馬に従って馬を制する(59鞍目)

天気予報では午後3時頃から雨と言うことであった。そこで、昼頃から乗り始めると、15分ほどで雨が降ってきた。

すぐに終わるのも中途半端だったので、左右の駈歩を数回やり、クールダウンして下馬した。結局、乗った時間は20分程度であった。

騎乗内容は、昨日同様に順調だった。

兎に角、まずは推進と言うことを念頭に置いたが、それと共に、馬は生き物であるということを意識した。

どういうことかと言うと、リラクゼーションからウォーミングアップに移る際、マニュアル的に常歩を2周したら速歩といった考え方を取らないということである。

馬は生き物ということは、日によって気合が入っている日もあれば、やる気がない日もある筈である。

そこで、常歩をしながら、馬の反応を見て、乗り始めに比べて元気になってきたなと思うと、速歩に移行させる。

そして、また速歩の様子を見て、気合が少し入ってきたなと思ったら駈歩に移行させるというやり方である。

機械であればどういう状況であっても指示通りに動くであろうが、乗り始めのまだ集中力も欠けて気合も入ってない状態で、やれ速歩だ駈歩だと指示されたら、馬だって嫌だろう。嫌だから指示に従わない。それを無理やり動かそうとすれば反抗も起きるだろう。

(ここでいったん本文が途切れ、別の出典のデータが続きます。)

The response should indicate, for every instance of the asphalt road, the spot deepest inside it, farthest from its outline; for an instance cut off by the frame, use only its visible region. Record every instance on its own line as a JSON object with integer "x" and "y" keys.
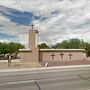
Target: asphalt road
{"x": 46, "y": 79}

日本の古式泳法である小堀流泳法の極意に「流れに従って流れを制する」という言葉があるが、まずは馬の気持ちに合わせて速歩や駈歩をさせる、そして、馬を走らせることによって従順性と前進気勢を高めていく、つまり徐々に主導権をこちらに移していくのである。

「馬に従って馬を制する」

初心者が偉そうに言ってはいけないかもしれないが、この言葉は結構、乗馬と言うものの本質を表しているのではないだろうか。